Oliveira, então, entrelaça, através da noção de imagem, as concepções de vida (movimento) e morte (condição inanimada). Nesse encadeamento imagético, percebemos que o diretor coloca seu protagonista em uma profunda simbiose com sua profissão. Assim, se por um lado observamos uma Angélica falecida animar-se e em espírito interferir na vida de Isaac, por outro constatamos o quão distante vai se tornando a realidade para o fotógrafo – que mal dialoga com as demais personagens. Tentando impelir o chamado da moça, Isaac intercala em seu mural de fotos reveladas imagens da doce fisionomia da loura com a violência dos gestos dos trabalhadores rurais que tanto despertam seu interesse profissional. Mas essa sobreposição de imagens – que tem como fim dissolver pela truculência dos movimentos dos homens que empunham suas ferramentas o poder que emana da beleza delicada da falecida – não é suficiente, e sua obsessão só cresce.

À medida que aquilo que já não mais vive e que está aprisionado em um pedaço de papel vai se movimentando e tornando-se cada vez mais presente para Isaac, aqueles que o cercam vão se convertendo em peças ornamentais do grande quadro pintado/fotografado por Oliveira diante de nossos olhos. Percebemos, perante o gosto indiscutível do português por frames em geral, que há em muitos elementos o reflexo do princípio da elaboração cinematográfica, que é pautada justamente na imagem em movimento. Por isso, há um ponto de convergência entre a morta que se move e os vivos que se estagnam. Todos ali de alguma forma pertencem ao universo das imagens, da fotografia, do quadro etc.

Portanto, o que foi dito por Bazin sobre a função da imagem de tentar não permitir uma segunda morte (espiritual) é retomado pela ótica de Oliveira, que nos deixa a refletir sobre a relação de necessidade existente entre os protagonistas, pois Angélica, que carrega no próprio nome a palavra anjo, tenta levar Isaac consigo; este, por sua vez, parece sentir sua presença e está sempre à sua procura, ou melhor, à procura de seu espírito, que abandona o corpo fotografado e deixa-nos cientes de sua “sobrevida”.

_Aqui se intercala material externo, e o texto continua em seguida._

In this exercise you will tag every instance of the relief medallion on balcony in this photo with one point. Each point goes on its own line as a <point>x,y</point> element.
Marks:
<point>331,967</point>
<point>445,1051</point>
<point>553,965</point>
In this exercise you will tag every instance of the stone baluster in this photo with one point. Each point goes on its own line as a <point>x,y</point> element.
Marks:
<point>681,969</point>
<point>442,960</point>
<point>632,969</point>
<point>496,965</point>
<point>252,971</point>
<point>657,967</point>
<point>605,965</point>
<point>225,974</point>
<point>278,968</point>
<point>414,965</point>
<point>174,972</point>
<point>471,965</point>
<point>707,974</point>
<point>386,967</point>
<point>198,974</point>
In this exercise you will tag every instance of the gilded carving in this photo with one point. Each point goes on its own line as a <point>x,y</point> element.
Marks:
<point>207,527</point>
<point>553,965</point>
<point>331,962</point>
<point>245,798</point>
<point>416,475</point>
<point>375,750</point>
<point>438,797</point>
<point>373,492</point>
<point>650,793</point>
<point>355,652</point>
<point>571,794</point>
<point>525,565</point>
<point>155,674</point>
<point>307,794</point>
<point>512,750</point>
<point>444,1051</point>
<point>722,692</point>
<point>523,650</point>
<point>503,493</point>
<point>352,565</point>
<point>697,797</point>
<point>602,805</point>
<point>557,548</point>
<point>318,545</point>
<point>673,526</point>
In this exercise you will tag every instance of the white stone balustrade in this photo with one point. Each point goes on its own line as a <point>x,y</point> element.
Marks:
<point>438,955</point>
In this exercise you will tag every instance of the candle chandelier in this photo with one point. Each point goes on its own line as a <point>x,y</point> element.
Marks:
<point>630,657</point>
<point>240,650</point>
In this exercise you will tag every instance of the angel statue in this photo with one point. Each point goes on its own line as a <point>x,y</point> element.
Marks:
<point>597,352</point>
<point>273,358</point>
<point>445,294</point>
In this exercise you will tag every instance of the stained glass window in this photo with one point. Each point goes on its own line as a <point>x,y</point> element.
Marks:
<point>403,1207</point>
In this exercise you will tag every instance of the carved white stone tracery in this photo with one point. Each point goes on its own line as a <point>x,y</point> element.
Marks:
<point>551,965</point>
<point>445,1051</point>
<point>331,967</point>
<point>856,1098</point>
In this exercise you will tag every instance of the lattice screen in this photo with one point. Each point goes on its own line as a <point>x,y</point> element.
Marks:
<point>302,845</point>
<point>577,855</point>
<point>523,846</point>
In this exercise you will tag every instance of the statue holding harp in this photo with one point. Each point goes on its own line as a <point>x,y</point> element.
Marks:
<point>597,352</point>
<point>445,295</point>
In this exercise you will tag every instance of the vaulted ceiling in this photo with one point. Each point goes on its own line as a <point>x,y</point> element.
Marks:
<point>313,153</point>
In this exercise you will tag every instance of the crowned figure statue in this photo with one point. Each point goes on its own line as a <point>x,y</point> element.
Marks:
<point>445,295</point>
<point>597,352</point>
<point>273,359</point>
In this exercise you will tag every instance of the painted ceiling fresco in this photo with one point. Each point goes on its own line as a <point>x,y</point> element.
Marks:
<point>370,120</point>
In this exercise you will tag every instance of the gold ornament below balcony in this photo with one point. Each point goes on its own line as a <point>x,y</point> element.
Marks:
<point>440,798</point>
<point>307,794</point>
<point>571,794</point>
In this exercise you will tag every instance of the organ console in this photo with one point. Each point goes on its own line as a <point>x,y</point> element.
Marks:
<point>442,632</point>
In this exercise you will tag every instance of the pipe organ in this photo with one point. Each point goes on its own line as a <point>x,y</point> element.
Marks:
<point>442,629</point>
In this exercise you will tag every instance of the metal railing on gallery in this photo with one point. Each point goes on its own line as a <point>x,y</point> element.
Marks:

Spoilers: Quando Isaac finalmente morre e seu espírito vai ao encontro definitivo de Angélica, dona Justina fecha as janelas por (e para) onde o fotógrafo tantas vezes olhava e por onde saiu com a mulher. Oliveira, então, termina seu filme, depois da partida dos dois espíritos, com enegrecimento da tela. Afinal de contas, foi através do olhar (da subjetividade de Isaac) que a imagem da moça morta ganhou vida, e sendo os olhos as “janelas da alma” e estando o rapaz também morto e tendo seu espírito partido em comunhão com o de seu “anjo”, nada mais belo e sugestivo que finalizar com o cerrar dos olhos/janelas, com impossibilidade de apreender – seja objetiva ou subjetivamente – o indecifrável quadro da vida.

O Estranho Caso de Angélica é simplesmente um belo filme cuja temática jamais se enfraquecerá com o decorrer das épocas, pois ela está livre das contingências do tempo, como diria o próprio Bazin a respeito do objeto capturado pela fotografia.

Comentários (4)

Patrick Corrêa | sábado, 28 de Abril de 2012 - 22:08

Queria tanto que fosse lançado nos cinemas...

Adriano Augusto dos Santos | domingo, 29 de Abril de 2012 - 08:29

A geração nova e a vitalidade fizeram muito bem à Manoel,muitos passaram a procurar seus filmes.
E ele é daquela classe Chabrol,Melville,Kim Ki Duk,Sang Soo...os "esquecidos" pelos críticos repletos de tesouros na filmografia.

André Policarpo | domingo, 01 de Setembro de 2013 - 21:50

Me interessei, alguém sabe aonde encontrar???